Regardless of what the US does, the rest of the world is going to zoom ahead with this. The United States actually has a strong hand to play here, but right now we’re actively sabotaging it.

There is a real risk that we come to a situation where much of the world has cheap, clean energy that’s out of reach for Americans.

China in particular has clearly seen the writing on the wall, is investing in clean energy as well as the infrastructure to support EVs, and so on. They have the infrastructure to manufacture the batteries and technology the transition requires. And so they’re a leader in this space.

Now is actually a good time for the US to make a shift. We’re at a time where much of our energy grid and our transmission lines are aging. They need to be refurbished, and that’s going to be really, really expensive. To do the necessary work would mean pouring a lot of money into an energy system that was designed to utilize fossil fuels and not to harness the potential of emerging energy sources.

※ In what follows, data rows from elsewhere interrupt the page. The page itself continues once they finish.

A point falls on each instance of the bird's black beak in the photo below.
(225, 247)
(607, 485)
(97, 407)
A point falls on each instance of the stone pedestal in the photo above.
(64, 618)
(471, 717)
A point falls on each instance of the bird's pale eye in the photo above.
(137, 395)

If we’re going to spend so much money doing that, why not use the money instead to realize a version of a US power system that is better able to harness renewable energy? There is no avoiding the fact that we’re going to have to switch over to these renewable energy sources at some point.

Might some states decide to make this transition on their own, regardless of federal policy?

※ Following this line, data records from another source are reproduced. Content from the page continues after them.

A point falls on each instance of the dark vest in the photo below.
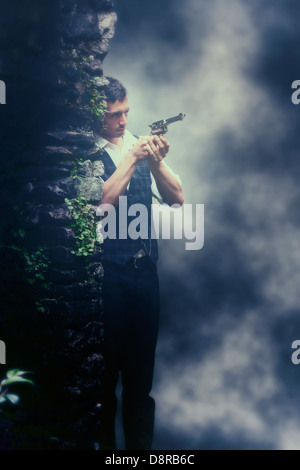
(139, 192)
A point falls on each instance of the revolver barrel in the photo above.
(161, 127)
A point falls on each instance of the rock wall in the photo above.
(52, 63)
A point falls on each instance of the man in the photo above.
(133, 167)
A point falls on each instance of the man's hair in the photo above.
(114, 90)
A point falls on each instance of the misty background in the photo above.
(224, 378)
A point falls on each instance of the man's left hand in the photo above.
(158, 148)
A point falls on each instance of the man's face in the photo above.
(115, 119)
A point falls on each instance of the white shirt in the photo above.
(117, 154)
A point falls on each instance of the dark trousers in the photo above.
(131, 311)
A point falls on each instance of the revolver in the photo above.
(161, 127)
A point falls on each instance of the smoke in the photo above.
(224, 377)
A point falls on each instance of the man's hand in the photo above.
(159, 147)
(152, 148)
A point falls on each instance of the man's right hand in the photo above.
(142, 149)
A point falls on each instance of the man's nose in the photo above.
(123, 120)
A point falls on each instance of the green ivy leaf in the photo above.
(14, 399)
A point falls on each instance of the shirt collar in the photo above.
(103, 143)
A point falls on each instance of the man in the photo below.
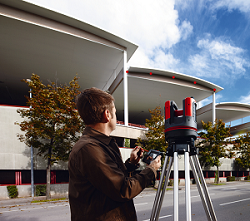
(99, 185)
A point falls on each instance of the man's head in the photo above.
(92, 103)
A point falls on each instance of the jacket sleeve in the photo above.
(110, 177)
(130, 166)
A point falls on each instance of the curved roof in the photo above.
(227, 111)
(148, 88)
(55, 47)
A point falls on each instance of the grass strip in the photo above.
(42, 201)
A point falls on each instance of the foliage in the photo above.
(12, 190)
(242, 147)
(214, 144)
(41, 190)
(155, 135)
(51, 200)
(247, 178)
(127, 142)
(51, 124)
(230, 178)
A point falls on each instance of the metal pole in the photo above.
(125, 88)
(176, 197)
(31, 161)
(203, 199)
(159, 190)
(164, 189)
(205, 190)
(187, 187)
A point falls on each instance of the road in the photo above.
(231, 203)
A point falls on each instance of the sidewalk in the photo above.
(24, 200)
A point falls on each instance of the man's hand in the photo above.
(136, 155)
(156, 164)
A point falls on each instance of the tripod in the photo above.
(190, 156)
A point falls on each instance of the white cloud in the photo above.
(186, 29)
(245, 99)
(219, 59)
(242, 5)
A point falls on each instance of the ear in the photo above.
(106, 116)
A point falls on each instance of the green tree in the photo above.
(51, 124)
(214, 145)
(242, 147)
(155, 135)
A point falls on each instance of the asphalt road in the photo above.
(231, 203)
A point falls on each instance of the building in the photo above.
(54, 46)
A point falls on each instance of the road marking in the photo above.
(139, 204)
(234, 202)
(160, 217)
(25, 209)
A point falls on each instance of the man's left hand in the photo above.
(136, 155)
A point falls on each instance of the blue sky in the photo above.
(207, 39)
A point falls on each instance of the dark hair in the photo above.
(91, 104)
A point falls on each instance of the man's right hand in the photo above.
(156, 163)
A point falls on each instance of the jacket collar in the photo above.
(97, 135)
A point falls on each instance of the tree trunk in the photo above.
(48, 183)
(48, 175)
(218, 176)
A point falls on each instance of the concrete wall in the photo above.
(15, 155)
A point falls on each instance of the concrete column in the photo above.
(213, 110)
(125, 89)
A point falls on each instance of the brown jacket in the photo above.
(99, 185)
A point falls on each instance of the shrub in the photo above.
(170, 182)
(13, 192)
(230, 178)
(41, 190)
(247, 178)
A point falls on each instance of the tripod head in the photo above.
(181, 127)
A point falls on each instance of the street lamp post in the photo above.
(31, 157)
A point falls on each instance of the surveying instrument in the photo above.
(180, 133)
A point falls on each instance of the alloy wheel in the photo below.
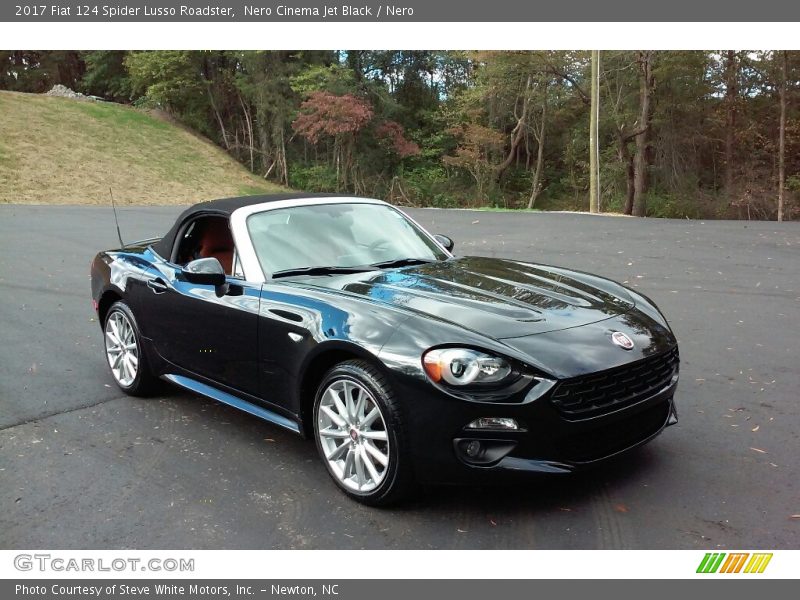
(353, 436)
(122, 350)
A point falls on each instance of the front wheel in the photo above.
(360, 434)
(124, 352)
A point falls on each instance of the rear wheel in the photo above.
(124, 353)
(360, 435)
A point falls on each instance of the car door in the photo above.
(209, 331)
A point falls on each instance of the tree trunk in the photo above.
(218, 117)
(249, 124)
(517, 134)
(626, 158)
(782, 139)
(730, 120)
(642, 159)
(594, 179)
(536, 185)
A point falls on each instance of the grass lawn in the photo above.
(65, 151)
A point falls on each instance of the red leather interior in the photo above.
(217, 242)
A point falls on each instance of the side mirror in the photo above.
(445, 241)
(205, 271)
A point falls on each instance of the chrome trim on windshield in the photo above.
(244, 245)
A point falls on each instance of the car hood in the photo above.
(494, 297)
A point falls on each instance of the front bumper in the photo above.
(545, 443)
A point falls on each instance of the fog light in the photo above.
(473, 448)
(494, 423)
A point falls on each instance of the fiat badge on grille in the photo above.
(622, 340)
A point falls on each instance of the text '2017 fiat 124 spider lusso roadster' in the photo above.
(342, 319)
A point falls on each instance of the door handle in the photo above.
(157, 285)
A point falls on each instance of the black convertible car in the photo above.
(341, 319)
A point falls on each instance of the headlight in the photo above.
(462, 366)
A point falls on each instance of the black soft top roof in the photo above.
(223, 207)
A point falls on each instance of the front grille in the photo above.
(609, 439)
(607, 391)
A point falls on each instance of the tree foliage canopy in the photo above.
(681, 133)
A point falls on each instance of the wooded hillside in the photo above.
(679, 133)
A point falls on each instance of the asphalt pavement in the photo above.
(83, 466)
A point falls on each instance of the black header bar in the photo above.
(285, 11)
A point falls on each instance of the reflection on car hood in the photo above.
(495, 297)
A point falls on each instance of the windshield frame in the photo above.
(250, 263)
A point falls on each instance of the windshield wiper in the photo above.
(321, 271)
(402, 262)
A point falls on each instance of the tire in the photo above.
(124, 353)
(360, 435)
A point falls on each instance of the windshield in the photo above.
(336, 235)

We’re seeing some Republican politicians standing up for certain provisions within the Inflation Reduction Act — Biden’s huge climate law — that invested billions of dollars into making that shift to renewables. And that creates an interesting tension with the White House.

Places like Alabama, Kentucky, and Texas, all predominantly red states, are seeing a real boom in the shift to clean energy jobs. And some red states get an important share of their power from solar and wind — Iowa, for example, gets 60 percent of its energy from wind alone.

Because of all this, I think we may see Trump becoming more open to maintaining certain federal clean energy policies than we think, maybe by rebranding them. We already see Trump embracing a few types of renewable energies, like geothermal and nuclear, which seem to be in Trump’s good graces.

I think politicians, governors across the country, nonprofits, and businesses have figured out that Trump’s dislike of renewable energy is partially a branding issue, and you see different entities trying to repackage these technologies in a way that they think Trump would like better.

That’s a hopeful note.

I think readers can find a lot of hope within our package of stories, and a lot of rebellion in it. Escape Velocity is really all about rejecting the idea that climate action lives and dies by who holds power for just four years. The future is still being shaped.